Energy Secretary Edward Davey said: "This is extremely disappointing news for British Gas's customers, and the company will need to justify this decision openly and transparently."

The company tried to say it understood the frustrations of customers, and felt for them in these tough times. It blamed rising wholesale energy costs for the price rise. But for many people, the fact that British Gas parent company Centrica is making enormous profits exposes these as flimsy excuses. The company made £2.45 billion in profit last year, and is forecast to make £2.6 billion this year. Surely there was some wiggle room to give up some of these profits.

The company was faced with squeezing its customers or making marginally less money, and it chose to squeeze.

Fat cat

The Managing Director of Centrica is Chris Weston, which makes him ultimately responsible for this decision. His basic pay packet is £595,000. However, according to the Daily Mirror, he also is entitled to a short-term bonus of up to £892,000 and a long-term bonus of £1.2 million.

The newspaper reported that when asked whether he would give up his bonuses as a gesture of sympathy with hard-pressed companies, he gave up the opportunity to demonstrate a determination to put customers first. Instead he said: "It is a matter for the board."

You could argue that he has no obligation to give up his bonus - it's something he's contractually entitled to and he has made a small fortune for shareholders. However, there are plenty of bosses who have done so in order to demonstrate that their intentions are good.

Better examples

The boards of banks came under enormous pressure to do so after the financial crisis, and a number of bosses waived their bonuses. This set a real precedent for executives striving to win back the trust of their customers. Now many do so in response to a specific issue.

Back in February Barclays chief executive Anthony Jenkins said he would not be taking a bonus thought to be worth £1 million. He said that the bank had faced a number of difficulties of its own making, and that he accepted some responsibility for them. In those circumstances, he said it would be wrong for him to receive a bonus.

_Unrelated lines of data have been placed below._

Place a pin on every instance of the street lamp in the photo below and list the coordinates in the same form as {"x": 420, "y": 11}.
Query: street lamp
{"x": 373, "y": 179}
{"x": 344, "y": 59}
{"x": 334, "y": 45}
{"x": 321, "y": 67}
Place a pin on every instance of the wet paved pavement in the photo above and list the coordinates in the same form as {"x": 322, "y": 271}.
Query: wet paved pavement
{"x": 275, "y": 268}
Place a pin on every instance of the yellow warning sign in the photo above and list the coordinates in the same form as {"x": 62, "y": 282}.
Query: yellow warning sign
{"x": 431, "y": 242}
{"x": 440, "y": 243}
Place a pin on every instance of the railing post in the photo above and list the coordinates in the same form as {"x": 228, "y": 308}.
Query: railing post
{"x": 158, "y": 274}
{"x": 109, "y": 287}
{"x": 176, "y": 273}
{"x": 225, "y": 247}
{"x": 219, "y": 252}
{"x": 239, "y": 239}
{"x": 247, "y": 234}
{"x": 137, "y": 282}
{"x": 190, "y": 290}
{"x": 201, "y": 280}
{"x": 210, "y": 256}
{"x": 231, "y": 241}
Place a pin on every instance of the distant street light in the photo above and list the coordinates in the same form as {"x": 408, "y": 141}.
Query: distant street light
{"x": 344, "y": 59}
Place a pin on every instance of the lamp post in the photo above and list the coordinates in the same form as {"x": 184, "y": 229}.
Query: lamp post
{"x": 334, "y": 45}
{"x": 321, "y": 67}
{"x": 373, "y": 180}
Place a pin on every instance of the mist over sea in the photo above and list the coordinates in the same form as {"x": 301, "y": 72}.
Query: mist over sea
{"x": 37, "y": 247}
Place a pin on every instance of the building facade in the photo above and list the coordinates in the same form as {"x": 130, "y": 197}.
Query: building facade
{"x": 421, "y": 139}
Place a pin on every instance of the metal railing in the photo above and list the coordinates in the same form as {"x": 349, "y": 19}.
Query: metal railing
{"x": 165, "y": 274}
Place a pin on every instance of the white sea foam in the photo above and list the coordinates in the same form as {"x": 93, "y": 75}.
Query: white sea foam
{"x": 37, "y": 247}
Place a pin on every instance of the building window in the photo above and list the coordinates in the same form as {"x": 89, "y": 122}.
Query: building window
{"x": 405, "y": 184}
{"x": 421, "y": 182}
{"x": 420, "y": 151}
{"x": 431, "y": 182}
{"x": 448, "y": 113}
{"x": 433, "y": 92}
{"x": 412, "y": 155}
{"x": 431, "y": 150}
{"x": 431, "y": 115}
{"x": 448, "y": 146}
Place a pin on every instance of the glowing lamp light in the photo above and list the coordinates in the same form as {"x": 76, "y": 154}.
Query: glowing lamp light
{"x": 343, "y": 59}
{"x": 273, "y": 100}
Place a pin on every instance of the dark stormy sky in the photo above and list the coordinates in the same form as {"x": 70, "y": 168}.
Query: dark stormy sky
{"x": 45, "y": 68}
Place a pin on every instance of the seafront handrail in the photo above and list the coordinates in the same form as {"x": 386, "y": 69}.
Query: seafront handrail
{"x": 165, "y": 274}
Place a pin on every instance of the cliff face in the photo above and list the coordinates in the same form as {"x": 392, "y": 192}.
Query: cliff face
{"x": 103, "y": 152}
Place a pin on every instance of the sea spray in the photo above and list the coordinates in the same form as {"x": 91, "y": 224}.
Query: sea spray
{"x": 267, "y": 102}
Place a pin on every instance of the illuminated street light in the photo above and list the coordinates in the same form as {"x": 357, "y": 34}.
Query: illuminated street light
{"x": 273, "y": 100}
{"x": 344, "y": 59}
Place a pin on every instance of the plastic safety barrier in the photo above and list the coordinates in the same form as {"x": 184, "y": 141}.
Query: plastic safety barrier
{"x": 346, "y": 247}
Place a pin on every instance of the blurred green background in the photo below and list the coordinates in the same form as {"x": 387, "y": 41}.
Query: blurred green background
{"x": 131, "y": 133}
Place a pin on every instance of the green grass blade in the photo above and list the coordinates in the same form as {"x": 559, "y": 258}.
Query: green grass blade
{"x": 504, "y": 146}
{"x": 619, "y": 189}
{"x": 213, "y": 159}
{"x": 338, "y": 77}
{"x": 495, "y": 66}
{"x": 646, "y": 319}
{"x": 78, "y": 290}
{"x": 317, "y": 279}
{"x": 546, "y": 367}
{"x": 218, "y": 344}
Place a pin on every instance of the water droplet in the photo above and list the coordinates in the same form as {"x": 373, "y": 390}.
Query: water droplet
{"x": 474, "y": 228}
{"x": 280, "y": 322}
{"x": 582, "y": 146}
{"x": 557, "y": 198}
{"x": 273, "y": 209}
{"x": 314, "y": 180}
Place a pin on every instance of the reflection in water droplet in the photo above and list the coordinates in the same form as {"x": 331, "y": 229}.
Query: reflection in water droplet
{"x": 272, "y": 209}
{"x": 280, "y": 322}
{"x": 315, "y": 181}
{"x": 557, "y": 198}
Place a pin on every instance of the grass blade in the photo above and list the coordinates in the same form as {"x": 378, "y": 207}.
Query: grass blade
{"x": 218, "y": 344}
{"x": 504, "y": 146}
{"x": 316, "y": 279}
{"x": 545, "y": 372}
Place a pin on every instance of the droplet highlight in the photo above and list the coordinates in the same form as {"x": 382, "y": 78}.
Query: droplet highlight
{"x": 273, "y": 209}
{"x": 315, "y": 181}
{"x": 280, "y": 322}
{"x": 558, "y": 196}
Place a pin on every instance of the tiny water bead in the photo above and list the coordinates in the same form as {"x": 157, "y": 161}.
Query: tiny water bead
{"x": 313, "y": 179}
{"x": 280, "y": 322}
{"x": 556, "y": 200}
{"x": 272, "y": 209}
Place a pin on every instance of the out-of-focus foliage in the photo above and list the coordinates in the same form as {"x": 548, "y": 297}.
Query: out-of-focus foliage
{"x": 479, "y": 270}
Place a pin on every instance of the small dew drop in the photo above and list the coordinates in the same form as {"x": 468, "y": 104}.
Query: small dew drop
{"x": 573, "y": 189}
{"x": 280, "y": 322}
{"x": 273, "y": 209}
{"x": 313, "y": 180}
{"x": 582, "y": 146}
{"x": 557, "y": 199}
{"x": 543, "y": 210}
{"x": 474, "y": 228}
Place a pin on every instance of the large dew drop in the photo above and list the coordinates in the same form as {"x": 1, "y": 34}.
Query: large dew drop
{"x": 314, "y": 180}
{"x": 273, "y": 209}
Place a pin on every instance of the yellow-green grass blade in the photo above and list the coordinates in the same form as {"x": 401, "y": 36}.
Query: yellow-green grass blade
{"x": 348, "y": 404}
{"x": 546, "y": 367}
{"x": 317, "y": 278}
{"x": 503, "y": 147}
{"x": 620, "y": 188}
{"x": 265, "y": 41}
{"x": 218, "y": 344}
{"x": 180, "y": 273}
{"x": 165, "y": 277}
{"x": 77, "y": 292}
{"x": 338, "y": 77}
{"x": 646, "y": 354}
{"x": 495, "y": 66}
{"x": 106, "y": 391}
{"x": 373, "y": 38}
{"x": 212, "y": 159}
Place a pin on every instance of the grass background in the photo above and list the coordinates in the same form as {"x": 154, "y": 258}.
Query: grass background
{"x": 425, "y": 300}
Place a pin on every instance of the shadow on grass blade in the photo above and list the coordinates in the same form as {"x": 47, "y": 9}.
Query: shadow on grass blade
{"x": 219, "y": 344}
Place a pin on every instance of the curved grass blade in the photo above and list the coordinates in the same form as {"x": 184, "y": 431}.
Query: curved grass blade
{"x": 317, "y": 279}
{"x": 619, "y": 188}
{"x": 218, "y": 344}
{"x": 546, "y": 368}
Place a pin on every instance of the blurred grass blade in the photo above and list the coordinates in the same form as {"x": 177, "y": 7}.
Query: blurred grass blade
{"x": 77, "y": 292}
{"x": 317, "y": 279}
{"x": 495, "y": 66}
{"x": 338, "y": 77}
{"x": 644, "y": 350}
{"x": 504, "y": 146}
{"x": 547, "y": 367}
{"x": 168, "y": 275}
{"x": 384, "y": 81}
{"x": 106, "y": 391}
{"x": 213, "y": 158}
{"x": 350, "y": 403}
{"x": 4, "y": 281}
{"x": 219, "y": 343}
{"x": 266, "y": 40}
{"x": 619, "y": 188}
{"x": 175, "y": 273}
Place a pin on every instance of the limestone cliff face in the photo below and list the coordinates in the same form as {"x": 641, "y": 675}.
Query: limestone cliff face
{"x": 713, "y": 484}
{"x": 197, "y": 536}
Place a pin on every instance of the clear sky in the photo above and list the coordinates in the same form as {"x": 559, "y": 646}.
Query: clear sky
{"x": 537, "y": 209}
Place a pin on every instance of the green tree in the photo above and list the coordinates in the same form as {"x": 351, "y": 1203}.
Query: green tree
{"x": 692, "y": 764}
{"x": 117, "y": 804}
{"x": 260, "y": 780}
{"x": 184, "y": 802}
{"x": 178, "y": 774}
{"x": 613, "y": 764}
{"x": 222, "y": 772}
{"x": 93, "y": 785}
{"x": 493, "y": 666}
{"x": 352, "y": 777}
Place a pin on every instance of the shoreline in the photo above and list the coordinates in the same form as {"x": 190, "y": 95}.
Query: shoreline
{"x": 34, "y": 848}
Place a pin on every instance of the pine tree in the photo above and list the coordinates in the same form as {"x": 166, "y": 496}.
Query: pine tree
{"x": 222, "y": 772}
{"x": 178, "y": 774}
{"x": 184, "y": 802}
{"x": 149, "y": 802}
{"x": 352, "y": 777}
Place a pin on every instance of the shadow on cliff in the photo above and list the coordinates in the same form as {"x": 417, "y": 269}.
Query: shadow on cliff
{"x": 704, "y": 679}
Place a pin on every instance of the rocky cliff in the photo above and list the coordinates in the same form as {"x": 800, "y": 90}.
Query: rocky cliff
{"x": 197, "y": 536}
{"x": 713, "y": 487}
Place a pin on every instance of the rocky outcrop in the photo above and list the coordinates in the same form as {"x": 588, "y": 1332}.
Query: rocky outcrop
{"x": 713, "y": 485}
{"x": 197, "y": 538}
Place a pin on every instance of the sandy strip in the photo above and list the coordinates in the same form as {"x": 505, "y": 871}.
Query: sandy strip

In July 2012 Ulster Bank CEO Jim Brown waived his bonus because of an IT glitch which had cut thousands of customers off from their funds.

And who can forget David James, who played a major part in rescuing the Millennium Dome from the prospect of failing before it opened, and waived his entire fee while he did so (which is usually £6,000 a day)?

In the greedy corporate world there are men and women who are willing to take a stand and put their money where their mouth is. It just appears that Weston is not one of them.